Trump made the call in a Facebook video outlining key policy platforms, saying he had big concerns about United States' role in the Trans-Pacific Partnership (TPP).

“I am going to issue a notification of intent to withdraw from the Trans-Pacific Partnership — a potential disaster for our country.

“Instead we will negotiate fair, bilateral trade deals.”

The TPP would be the world’s largest trade pact, covering 12 countries across the Asia Pacific region responsible for over 40 per cent of global GDP.

Australia is an avid proponent of the deal, as was Trump’s predecessor Barack Obama.

But in a move welcomed by those concerned about the TPP’s strongly pro-multi-national provisions, Mr Trump and Hillary Clinton vocally opposed the trade deal during the US election campaign.

Prime Minister Malcolm Turnbull says his Government continues to believe that the TPP “is an important strategic commitment by the United States, but of course the new administration and the new congress have got to make their own assessment.”

“It is very clear that from Australia's point of view that getting greater access for Australian exports, whether it is goods or services to those big markets, is manifestly in our interest.

“It is manifestly delivering more jobs, better jobs and stronger economic growth in Australia.”

Labor's trade spokesperson Jason Clare said ditching the deal would be a good thing.

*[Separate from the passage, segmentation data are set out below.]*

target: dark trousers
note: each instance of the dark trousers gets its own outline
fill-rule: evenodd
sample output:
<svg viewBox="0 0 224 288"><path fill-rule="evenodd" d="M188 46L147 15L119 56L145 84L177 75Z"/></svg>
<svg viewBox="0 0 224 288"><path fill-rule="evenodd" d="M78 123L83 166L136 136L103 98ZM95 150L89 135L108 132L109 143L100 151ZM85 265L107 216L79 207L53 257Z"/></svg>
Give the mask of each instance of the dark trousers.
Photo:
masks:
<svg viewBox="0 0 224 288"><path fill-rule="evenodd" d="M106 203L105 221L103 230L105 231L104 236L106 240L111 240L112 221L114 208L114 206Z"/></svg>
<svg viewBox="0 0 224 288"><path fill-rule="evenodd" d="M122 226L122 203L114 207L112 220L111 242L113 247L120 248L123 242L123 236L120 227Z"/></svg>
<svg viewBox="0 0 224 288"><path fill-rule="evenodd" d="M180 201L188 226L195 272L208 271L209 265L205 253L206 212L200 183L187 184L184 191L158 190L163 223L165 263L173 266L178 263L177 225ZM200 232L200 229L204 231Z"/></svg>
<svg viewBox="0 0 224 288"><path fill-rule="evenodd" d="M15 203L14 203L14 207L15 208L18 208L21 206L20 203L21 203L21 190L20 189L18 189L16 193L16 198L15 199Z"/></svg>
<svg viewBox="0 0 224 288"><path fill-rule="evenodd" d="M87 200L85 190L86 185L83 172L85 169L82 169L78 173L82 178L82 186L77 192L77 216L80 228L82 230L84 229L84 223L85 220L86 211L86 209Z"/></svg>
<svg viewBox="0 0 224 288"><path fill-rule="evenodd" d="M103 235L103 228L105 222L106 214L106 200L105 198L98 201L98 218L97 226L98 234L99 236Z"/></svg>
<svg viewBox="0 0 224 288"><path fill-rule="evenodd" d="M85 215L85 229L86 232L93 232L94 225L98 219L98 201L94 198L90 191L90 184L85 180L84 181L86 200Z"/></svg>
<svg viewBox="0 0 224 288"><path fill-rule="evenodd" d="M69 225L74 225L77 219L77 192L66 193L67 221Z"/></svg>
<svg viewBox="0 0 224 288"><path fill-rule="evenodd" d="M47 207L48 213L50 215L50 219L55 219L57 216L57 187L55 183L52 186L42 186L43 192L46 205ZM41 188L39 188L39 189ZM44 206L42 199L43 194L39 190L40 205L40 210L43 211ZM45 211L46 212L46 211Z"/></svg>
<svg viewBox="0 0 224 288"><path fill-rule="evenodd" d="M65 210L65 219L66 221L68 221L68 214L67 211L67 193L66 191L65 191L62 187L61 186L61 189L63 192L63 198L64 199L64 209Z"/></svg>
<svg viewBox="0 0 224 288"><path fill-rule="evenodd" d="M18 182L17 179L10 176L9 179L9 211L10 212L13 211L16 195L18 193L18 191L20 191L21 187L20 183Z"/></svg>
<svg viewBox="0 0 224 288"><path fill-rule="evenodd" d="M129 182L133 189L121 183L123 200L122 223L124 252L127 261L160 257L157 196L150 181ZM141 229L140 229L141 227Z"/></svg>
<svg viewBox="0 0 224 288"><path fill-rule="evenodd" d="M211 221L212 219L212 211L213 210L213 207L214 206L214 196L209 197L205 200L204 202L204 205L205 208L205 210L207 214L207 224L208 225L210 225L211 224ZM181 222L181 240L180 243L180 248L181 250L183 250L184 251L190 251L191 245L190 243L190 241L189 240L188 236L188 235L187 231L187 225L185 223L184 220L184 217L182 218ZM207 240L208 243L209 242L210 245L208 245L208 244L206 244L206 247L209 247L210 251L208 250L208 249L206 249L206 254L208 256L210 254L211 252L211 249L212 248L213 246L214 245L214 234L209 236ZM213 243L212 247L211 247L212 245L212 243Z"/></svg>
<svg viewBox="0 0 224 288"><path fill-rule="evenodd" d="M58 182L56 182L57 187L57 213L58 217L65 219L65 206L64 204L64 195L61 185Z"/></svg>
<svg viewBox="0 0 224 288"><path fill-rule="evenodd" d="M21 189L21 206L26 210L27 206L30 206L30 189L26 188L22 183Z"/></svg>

“The Government should give up trying to ratify an agreement that will never come into existence,” he said.

“If the Government wants to pursue an alternative agreement that doesn't involve the US, it should use the opportunity to reinstate rules that mean companies have to look for an Australian first before employing someone from overseas — rules they signed away for six countries under the TPP.”

Japanese Prime Minister Shinzo Abe says it is over.

“TPP is meaningless without the United States,” and could not be renegotiated as “this would disturb the fundamental balance of benefits,” he said.

Economist Harumi Taguchi says China will seek to fill the void left by the collapse of the deal.

China has been pushing an alternative - the Regional Comprehensive Economic Partnership (RECP), including Japan, India and Australia, but not the US, and the Free Trade Area of the Asia Pacific (FTAAP).

China's foreign ministry said this week it would push to conclude talks on the RECP, warning that free trade agreements are becoming “fragmented and politicised”.

Malaysia's prime minister said Trump has the right “to make the policy decisions he thinks right”.

Canada's trade ministry has indicated it is keen to continue to work on the TPP.

Tim Harcourt, an economist the University of NSW and former chief economist of the Australian Trade Commission, said it could be a good thing.

“It could [survive] if all 11 signed up, and in some ways it would get rid of some of the nasties that are typically not meant to be in free trade agreements, so it may actually be a better agreement,” he said.

“Small, open economies like Vietnam, or Peru, Chile — those types of economies do very well out of these free trade agreements.

“It's probably Japan and the US who are the least keen of all the economies.”